At this point we were presented with a unique challenge, specifically how to structure the model to enable comparison analysis between pools. While several approaches were considered, the datasets were merged on time, with an outer join, ensuring that all transactions were included within the dataset and the transactions from each unique pool would be opposite its closest comparable. Unfortunately as each pool is distinct there is not a natural primary key, as such many transactions are left without a comparable as hundreds of transactions can occur within a particular pool without a corresponding contra entry. In order to bridge this shortcoming and ensure that every transaction is relative to its most recent pool entry, we have forward filled the dataset, such that the previous transaction within the pool is available for comparison. While this approach resolved challenges for modeling, it created some unique feature engineering challenges, specifically transaction duplication. While the issue of duplication was easily handled with the creation of binary flags to enable aggregation and summarization of unique transactions, it is an area of caution for individuals exploring the data and expanding upon feature engineering.

It was at this point we were able to engineer the most critical features required to create a baseline prediction. Utilizing the now available peer pool pricing and fee data (transaction price, Gas Used, Gas Price, and Uniswap Transaction Fees) we were able to create pool pricing differences at transaction execution time net of fees (percent change), and through extension, create the target variable, identifying whether arbitrage was possible at the time of the transaction (swap_go_nogo).

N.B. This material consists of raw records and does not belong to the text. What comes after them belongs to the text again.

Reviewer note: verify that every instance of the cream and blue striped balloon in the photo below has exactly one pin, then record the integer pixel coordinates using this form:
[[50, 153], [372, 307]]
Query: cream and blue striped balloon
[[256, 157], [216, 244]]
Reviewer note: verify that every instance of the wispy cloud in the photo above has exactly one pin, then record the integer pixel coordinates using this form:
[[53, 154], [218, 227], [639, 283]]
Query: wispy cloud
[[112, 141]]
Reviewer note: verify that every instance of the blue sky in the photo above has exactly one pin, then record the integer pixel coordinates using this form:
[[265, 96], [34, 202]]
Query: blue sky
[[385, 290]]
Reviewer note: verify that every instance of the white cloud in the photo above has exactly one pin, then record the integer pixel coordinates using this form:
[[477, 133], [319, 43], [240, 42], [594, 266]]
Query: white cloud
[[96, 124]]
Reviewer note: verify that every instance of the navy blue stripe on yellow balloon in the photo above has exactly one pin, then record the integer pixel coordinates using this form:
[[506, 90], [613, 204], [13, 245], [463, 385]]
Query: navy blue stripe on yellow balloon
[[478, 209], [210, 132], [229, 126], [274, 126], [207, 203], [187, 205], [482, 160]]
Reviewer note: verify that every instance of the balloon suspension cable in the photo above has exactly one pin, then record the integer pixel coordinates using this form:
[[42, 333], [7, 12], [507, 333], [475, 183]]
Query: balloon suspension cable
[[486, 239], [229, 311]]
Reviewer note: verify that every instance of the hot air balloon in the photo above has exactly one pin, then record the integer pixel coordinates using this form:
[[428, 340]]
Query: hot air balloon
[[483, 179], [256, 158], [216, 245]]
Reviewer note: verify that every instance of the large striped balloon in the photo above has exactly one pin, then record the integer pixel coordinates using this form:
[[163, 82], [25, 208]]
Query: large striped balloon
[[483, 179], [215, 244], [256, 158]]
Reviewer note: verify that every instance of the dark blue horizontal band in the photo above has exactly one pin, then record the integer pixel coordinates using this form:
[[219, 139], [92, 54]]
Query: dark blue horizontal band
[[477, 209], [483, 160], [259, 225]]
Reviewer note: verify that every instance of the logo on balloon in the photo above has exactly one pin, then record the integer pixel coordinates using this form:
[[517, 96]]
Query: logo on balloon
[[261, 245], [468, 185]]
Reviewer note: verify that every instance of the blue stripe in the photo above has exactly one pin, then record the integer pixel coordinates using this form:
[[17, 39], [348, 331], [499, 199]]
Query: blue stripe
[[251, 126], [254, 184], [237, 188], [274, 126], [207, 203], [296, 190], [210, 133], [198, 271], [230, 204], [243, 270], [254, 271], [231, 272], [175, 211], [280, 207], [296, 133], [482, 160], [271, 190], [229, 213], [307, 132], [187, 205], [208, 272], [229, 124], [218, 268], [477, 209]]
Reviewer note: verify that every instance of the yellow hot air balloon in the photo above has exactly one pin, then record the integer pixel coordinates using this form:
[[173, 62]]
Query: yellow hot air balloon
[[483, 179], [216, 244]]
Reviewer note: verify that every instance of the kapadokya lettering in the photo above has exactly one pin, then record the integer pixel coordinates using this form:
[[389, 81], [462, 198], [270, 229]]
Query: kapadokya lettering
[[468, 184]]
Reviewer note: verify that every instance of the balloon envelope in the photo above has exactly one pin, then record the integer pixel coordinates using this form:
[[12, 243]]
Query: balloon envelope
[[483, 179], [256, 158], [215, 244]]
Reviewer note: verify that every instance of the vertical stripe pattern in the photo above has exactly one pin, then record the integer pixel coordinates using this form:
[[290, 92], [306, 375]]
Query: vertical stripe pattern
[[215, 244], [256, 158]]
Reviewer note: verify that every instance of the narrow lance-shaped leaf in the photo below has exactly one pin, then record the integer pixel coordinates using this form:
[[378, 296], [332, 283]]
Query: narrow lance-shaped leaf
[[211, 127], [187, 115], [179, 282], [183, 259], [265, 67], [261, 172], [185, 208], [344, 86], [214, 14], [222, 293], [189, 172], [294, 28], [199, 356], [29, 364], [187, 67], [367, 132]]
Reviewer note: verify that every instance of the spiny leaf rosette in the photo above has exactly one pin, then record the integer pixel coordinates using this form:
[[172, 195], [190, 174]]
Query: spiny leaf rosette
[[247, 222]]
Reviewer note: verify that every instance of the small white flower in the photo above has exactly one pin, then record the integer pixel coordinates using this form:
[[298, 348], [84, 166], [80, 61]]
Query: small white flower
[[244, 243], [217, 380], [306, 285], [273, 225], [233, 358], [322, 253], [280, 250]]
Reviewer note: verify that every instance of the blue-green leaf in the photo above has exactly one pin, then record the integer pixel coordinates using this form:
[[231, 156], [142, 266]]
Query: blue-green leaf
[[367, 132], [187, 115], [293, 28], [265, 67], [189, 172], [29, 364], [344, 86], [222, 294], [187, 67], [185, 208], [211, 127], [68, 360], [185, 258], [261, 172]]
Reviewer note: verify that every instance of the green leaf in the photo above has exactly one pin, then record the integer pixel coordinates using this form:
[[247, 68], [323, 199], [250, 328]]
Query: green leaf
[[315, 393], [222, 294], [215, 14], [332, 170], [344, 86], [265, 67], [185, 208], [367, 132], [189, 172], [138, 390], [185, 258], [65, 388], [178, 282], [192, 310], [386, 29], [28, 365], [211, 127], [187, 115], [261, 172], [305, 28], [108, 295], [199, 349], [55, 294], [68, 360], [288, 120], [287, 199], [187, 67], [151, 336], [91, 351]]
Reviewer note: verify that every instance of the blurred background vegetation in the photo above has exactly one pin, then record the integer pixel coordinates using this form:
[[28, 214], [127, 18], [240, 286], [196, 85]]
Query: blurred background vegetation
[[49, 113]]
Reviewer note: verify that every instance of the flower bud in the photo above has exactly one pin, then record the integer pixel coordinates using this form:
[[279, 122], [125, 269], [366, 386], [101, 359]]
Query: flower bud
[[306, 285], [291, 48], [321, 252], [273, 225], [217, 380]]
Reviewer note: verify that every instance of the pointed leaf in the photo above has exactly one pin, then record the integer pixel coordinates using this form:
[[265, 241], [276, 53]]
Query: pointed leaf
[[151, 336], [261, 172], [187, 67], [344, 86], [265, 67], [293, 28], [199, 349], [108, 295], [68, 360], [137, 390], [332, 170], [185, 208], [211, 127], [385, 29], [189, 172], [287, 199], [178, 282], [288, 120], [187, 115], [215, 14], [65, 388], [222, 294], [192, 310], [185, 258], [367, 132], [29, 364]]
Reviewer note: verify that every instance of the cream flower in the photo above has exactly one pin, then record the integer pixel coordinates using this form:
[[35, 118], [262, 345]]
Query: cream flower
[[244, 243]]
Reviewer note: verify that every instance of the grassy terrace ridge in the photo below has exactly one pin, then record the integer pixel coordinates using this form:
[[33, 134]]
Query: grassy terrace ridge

With a primary data set in place, the group sought to explore additional features which could be added into the model. As crypto investing is still in its infancy, consensus with respect to optimal feature selection is still hotly debated. Instead the group took a broader perspective and looked towards financial markets, where investors have been purchasing and selling financial assets for centuries. Technical analysis is a long-standing discipline which focuses on price, volume, frequency and directional indicators over time to predict movements in asset pricing, with thousands of generally accepted and utilized features utilized to predict stock, currency and commodity movements. Borrowing from this theory, we have engineered a series of activity based features which attempt to capture User, Pool, Daily and Market movements across varying periods of time. The rationale for inclusion is twofold, 1) capturing specifically what people know into a model is not practical, however capturing people’s behavior in the form of their activity is relatively simple (and given financial motivation, how people might be the best proxy for what they know), 2) the best indication of how the market is likely to react to a particular circumstance, is likely similar to how it has acted in the past.